俺と幼なじみ、非性欲者と女装趣味
女装趣味の幼なじみ×性欲のない少年
「いやー、助かるよ。
やっぱり持つべきは親友、だね」
スカートを履いたその人は手を合わせ、笑顔で言ってくる。
「いや、いい。俺はただ親友を助けたいだけだから」
微笑みながら返す。
学校のズボンとシャツを着けている、高1の俺。
それに対し、スカートを履き、セーラー服を着ている、童顔の、その人。同じく高1、てか、幼なじみ。
周りからしたらカップルと思うかもしれない。
2人きりでの下校だし。
「いやー、本当に助かる。下着とかボクが出したら家族から何て言われるか、際どいパンツとかあるかさ、女性ものの。他の人に頼んで興奮でもされたら困るし」
「大丈夫、俺には性欲がないから。
幼なじみだろ?」
「…うん」
『赤い下着』
Tバッグじゃなく、親友としてホッとする。
親友の部屋に入り、まず目にしたもの。
それは、女性ものの履く赤いパンツ。
隣に立つ持ち主、背が小さく若干猫背の幼なじみ(♂)。
顔は可愛いと評判。制服がコレだから勘違いする男子もいる。
「アレはまだ履く?」
「勝負下着だね、テストのときに履くよ」
「知りたくなかった事実」
俺の幼なじみな勝負下着で赤いパンツを履く、とか。本当に女装好きだなー。
「この落ちてるブラジャーは?」
「それは姉さんのだね、バレないように返しておいて」
「会長の?俺が返すとか難易度高すぎん? 同じ学校だし」
会長はこんな下着を…何も考えるな。
そして、タンスを見る。
タンスは全開、予想以上、男性ものが1つもない山積みの中身。
「…」
「うん? 何?」
「いや、何でもない。

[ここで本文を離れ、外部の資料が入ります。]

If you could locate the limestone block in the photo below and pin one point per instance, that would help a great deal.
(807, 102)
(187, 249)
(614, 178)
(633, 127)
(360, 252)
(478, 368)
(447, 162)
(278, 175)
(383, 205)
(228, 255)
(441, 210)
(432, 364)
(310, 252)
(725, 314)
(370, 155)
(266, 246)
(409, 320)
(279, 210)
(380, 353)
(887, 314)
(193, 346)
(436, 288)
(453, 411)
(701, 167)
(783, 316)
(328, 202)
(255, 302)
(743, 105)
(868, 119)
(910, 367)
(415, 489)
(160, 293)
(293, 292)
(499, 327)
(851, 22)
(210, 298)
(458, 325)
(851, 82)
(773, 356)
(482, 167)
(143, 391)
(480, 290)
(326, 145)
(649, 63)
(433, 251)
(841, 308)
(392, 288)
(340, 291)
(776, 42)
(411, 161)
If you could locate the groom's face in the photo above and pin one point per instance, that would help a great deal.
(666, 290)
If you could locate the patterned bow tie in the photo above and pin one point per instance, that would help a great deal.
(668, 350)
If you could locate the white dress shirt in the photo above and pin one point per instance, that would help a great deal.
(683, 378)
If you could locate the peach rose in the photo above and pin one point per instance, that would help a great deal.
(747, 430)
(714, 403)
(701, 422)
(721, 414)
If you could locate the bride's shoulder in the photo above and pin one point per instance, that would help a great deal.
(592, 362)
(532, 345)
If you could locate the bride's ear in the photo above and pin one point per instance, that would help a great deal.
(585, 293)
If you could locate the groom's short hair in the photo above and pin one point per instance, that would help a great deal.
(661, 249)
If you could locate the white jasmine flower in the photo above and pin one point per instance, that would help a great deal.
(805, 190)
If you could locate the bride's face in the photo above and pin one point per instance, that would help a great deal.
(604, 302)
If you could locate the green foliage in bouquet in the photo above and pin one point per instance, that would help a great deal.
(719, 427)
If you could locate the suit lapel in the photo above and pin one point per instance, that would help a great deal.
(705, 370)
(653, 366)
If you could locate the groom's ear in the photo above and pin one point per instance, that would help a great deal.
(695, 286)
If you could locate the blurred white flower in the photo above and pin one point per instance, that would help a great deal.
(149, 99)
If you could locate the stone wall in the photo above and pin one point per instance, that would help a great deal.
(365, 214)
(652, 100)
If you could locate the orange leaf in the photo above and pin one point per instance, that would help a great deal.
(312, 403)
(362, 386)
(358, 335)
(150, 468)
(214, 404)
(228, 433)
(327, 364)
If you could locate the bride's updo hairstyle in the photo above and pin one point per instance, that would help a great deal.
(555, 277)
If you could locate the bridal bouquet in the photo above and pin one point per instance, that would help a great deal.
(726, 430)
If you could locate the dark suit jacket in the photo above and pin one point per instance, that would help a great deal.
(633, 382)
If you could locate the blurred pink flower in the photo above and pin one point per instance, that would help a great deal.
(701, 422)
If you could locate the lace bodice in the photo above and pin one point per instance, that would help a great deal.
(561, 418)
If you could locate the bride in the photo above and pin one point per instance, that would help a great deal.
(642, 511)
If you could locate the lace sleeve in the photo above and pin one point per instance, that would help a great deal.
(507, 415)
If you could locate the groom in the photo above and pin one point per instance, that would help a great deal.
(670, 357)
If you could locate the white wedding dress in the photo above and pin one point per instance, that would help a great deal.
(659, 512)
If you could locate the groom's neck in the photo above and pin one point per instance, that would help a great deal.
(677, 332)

確認しただけ」
「実物見ておく?」
「心はどっち?」
「女装趣味の男子」
本当、俺がいてよかった。
これで『これは恋心?』てなったら面白いんだが、幼なじみだからなー。
赤い下着やら青い下着やら、最悪のTバッグとか、幼なじみを俺は遠く感じた。
「お帰り、お兄ちゃん。大きな袋だね。季節外れのサンタクロース?」
「大切な親友の個人情報だ。何も見なかった、いいな?」
「ふーん?」
最後まで読んでいただき、ありがとうございました!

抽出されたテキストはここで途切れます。